Zitat von Erling Plaethe im Beitrag #71 Wenn jemand unbedingt in einer alternativen Siedlung wohnen will, ohne auch nur im Entferntesten deren Satzung und Ziele zu respektieren, sehe ich keinen Unterschied zu demjenigen der neben eine Landebahn zieht um ein Nachtflugverbot durchzusetzen oder über einen Club um seine Schließung zu erwirken.

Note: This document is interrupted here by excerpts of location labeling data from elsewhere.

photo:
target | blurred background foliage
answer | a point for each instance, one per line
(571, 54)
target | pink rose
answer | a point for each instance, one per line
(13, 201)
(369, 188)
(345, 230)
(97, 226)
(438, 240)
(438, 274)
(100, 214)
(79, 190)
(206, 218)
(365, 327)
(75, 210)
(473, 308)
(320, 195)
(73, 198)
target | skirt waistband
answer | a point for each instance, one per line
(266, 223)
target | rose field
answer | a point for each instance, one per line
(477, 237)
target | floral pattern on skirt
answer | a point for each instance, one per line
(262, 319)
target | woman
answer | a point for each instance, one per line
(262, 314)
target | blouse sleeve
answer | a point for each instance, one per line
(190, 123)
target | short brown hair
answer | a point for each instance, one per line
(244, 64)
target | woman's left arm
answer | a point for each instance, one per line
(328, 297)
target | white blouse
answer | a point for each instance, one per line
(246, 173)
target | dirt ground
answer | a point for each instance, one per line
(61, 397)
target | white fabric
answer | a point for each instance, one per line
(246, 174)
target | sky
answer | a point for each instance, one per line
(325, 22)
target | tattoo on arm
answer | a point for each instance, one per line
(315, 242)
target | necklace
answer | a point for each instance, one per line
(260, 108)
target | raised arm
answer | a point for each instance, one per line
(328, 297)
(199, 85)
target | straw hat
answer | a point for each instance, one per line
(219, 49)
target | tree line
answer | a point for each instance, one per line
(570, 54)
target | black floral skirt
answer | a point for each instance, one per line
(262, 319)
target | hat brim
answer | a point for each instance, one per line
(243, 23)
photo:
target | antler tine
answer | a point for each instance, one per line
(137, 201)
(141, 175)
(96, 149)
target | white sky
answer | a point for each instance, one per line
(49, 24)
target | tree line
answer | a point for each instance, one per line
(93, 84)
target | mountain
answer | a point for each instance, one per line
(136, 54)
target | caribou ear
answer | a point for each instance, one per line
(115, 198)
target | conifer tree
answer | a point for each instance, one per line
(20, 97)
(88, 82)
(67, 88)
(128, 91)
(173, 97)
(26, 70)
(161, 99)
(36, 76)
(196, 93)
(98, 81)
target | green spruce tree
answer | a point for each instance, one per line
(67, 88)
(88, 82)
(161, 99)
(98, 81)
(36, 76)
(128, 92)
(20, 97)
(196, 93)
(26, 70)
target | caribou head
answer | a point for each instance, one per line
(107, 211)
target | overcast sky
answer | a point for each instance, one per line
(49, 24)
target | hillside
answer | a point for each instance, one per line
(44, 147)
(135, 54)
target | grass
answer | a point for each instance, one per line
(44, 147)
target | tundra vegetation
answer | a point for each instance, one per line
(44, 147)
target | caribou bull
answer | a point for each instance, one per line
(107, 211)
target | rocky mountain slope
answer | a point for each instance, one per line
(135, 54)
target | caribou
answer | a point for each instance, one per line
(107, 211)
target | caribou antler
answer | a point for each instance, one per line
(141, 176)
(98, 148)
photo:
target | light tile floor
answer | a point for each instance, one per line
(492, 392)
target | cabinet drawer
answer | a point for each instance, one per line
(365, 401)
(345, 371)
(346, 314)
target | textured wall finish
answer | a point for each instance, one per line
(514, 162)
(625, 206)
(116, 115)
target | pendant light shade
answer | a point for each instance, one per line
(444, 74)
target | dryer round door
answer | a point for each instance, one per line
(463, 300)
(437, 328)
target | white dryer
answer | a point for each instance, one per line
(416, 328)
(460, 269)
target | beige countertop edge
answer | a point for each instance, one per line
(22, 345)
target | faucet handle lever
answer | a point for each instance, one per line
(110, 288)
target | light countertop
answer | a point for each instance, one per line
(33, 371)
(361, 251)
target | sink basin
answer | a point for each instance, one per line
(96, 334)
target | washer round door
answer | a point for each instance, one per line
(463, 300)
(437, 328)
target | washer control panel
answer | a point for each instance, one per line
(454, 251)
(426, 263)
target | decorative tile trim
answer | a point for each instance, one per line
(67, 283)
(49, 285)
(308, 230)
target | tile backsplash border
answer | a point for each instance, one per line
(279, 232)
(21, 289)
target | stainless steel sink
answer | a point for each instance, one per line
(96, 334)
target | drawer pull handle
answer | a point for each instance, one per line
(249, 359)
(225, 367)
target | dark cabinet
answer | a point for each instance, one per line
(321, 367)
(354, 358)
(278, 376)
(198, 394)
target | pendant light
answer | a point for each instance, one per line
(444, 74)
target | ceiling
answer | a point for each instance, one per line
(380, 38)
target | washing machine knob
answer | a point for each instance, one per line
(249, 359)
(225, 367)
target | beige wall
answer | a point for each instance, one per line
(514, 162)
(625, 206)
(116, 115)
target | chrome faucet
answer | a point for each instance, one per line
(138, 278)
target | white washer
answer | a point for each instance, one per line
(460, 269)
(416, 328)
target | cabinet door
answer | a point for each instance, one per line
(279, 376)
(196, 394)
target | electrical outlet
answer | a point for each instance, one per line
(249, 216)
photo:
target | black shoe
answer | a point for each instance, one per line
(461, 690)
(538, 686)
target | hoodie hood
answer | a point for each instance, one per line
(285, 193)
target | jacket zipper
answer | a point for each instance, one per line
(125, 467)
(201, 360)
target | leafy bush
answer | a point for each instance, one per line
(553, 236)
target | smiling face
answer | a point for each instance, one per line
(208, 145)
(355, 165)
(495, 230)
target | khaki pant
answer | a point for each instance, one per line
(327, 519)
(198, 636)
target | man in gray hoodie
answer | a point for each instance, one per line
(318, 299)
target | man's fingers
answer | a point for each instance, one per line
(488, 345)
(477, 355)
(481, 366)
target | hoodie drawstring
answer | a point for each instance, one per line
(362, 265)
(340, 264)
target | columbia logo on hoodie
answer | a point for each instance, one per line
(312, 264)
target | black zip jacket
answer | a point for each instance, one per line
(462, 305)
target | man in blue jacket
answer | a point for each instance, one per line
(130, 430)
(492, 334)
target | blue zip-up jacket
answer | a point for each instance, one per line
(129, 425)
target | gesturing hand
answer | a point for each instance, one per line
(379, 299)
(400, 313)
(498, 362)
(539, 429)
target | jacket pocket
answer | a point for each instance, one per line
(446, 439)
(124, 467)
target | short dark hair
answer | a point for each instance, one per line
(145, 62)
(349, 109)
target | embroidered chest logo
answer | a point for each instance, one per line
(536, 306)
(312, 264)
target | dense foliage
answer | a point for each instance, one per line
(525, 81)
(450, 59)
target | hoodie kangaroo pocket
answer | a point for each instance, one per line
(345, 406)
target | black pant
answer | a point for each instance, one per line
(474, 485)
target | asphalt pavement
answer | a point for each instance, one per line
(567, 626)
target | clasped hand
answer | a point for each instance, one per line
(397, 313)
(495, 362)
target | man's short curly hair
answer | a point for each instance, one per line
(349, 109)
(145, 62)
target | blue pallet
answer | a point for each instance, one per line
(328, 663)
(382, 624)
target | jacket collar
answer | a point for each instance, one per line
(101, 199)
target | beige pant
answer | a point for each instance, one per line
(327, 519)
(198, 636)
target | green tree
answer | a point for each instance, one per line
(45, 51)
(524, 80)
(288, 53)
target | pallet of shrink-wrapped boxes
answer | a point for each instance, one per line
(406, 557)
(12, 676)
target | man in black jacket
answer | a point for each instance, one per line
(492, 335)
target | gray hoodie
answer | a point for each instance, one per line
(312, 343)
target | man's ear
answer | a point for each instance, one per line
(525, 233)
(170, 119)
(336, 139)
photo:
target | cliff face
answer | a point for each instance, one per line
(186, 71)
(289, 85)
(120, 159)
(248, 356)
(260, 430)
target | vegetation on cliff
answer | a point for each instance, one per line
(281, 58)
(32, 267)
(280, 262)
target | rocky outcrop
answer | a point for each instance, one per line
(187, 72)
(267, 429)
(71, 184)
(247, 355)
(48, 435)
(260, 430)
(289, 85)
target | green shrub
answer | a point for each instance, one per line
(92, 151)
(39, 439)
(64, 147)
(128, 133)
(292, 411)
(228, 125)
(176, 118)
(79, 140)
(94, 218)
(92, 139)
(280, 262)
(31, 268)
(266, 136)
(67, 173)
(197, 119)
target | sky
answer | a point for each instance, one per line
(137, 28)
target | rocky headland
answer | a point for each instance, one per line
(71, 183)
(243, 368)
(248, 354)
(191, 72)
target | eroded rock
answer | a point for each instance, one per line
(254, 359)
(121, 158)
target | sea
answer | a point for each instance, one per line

Ich sprach von einem ganz normalen Wohnviertel, in das jeder Bürger in Ausübung seines Freizügigkeitsgrundrechts ziehen darf; in dem aber zufällig eine Mehrheit von Alternativen lebt. Wenn es da eine (ungeschriebene) Satzung gibt, sehe ich nicht, wie unser Zuzügler durch ein Gesetz mehr benachteiligt sein könnte. Er muss sich so und so der Fremdherrschaft beugen, nur dass er im Fall eines Gesetzes wenigstens alle paar Jahre ein bisschen mitbestimmen kann, wer diese Herrschaft ausübt.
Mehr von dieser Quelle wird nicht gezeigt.